In a high-energy physics experiment, a subnuclear particle moves in a circular arc of 0.27-m radius perpendicular to a magnetic field of 2.7*10^-2 T. The kinetic energy of the particle is determined to be 4.1*10^16 J. Identify the particle from its mass. The masses of the electron, pion, and proton are 9.1*10^-31 kg, 2.5*10^-28 kg, and 1.67*10^-27 kg, respectively. Assume that the particle is known to have a positive charge equal to the magnitude of the electron charge.

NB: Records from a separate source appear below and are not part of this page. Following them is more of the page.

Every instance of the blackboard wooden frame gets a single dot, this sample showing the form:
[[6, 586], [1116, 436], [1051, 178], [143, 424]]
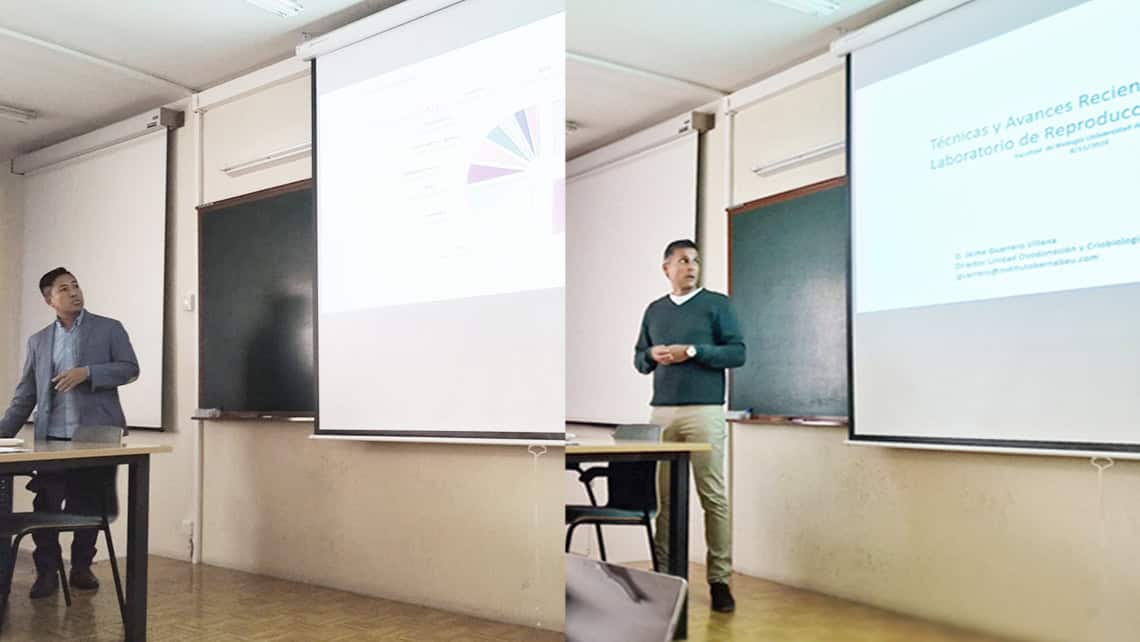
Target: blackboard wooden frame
[[268, 414], [749, 208]]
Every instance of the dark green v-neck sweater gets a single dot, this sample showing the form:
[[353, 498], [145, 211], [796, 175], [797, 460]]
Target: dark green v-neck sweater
[[707, 322]]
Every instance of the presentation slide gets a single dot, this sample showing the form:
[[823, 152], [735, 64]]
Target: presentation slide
[[995, 250], [463, 193], [994, 172], [440, 227]]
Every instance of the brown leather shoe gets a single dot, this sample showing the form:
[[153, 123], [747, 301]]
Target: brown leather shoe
[[46, 585], [722, 598], [83, 579]]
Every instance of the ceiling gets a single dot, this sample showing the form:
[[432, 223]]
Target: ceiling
[[694, 53], [630, 63], [192, 45]]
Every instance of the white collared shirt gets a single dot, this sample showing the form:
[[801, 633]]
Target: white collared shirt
[[683, 298]]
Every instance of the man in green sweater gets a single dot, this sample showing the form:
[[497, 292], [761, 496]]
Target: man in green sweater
[[687, 339]]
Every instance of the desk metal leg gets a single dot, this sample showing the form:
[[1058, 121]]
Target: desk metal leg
[[137, 528], [678, 531]]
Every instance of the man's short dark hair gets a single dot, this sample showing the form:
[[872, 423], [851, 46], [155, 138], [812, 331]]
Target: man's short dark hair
[[682, 244], [47, 279]]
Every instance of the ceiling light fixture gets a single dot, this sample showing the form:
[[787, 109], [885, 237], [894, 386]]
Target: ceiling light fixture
[[16, 114], [283, 8], [811, 7]]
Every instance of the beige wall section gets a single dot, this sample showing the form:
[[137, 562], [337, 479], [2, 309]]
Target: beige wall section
[[789, 123], [1008, 544], [170, 474], [251, 127], [11, 222], [467, 528]]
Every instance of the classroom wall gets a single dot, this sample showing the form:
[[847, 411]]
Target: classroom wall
[[474, 529], [170, 474], [1026, 546], [11, 205]]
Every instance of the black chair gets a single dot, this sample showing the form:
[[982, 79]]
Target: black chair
[[630, 489], [16, 526]]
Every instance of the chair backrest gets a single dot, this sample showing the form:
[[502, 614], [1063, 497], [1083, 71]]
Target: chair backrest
[[105, 435], [637, 432], [615, 603], [632, 486]]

Okay, so I know r= 0.27, B= 2.7*10^-2, q= 1.6*10^-19 C, and KE= 4.1*10^-16 J. Now I need to find mass to id the particle.
$$KE = \frac{mv^2}{2}$$, so $$v = \sqrt{2m * (KE)}$$.
$$r = \frac{mv}{qB}$$, and then I subbed in the v from the kinetic energy equation.
$$r = \frac{m\sqrt{2m * (KE)}}{qB}$$
$$\frac{rqB}{\sqrt{2KE}} = m^{3/2}$$
m = 1.49*10^-9.

I really screwed this up didnt I? Was it a conceptual or a math error?

 

[tandoorichicken]

Crap.

So it was a dumb math error. Perfect example of why you shouldn't skip steps like I do.

$$KE = \frac{mv^2}{2} \rightarrow 2KE = mv^2 \rightarrow \frac{2KE}{m} = v^2 \rightarrow v = \sqrt{\frac{2KE}{m}}$$.

Remember guys, show all your work!
hehe,
Tchicken.

 

[tandoorichicken]

By the way, the particle is a proton.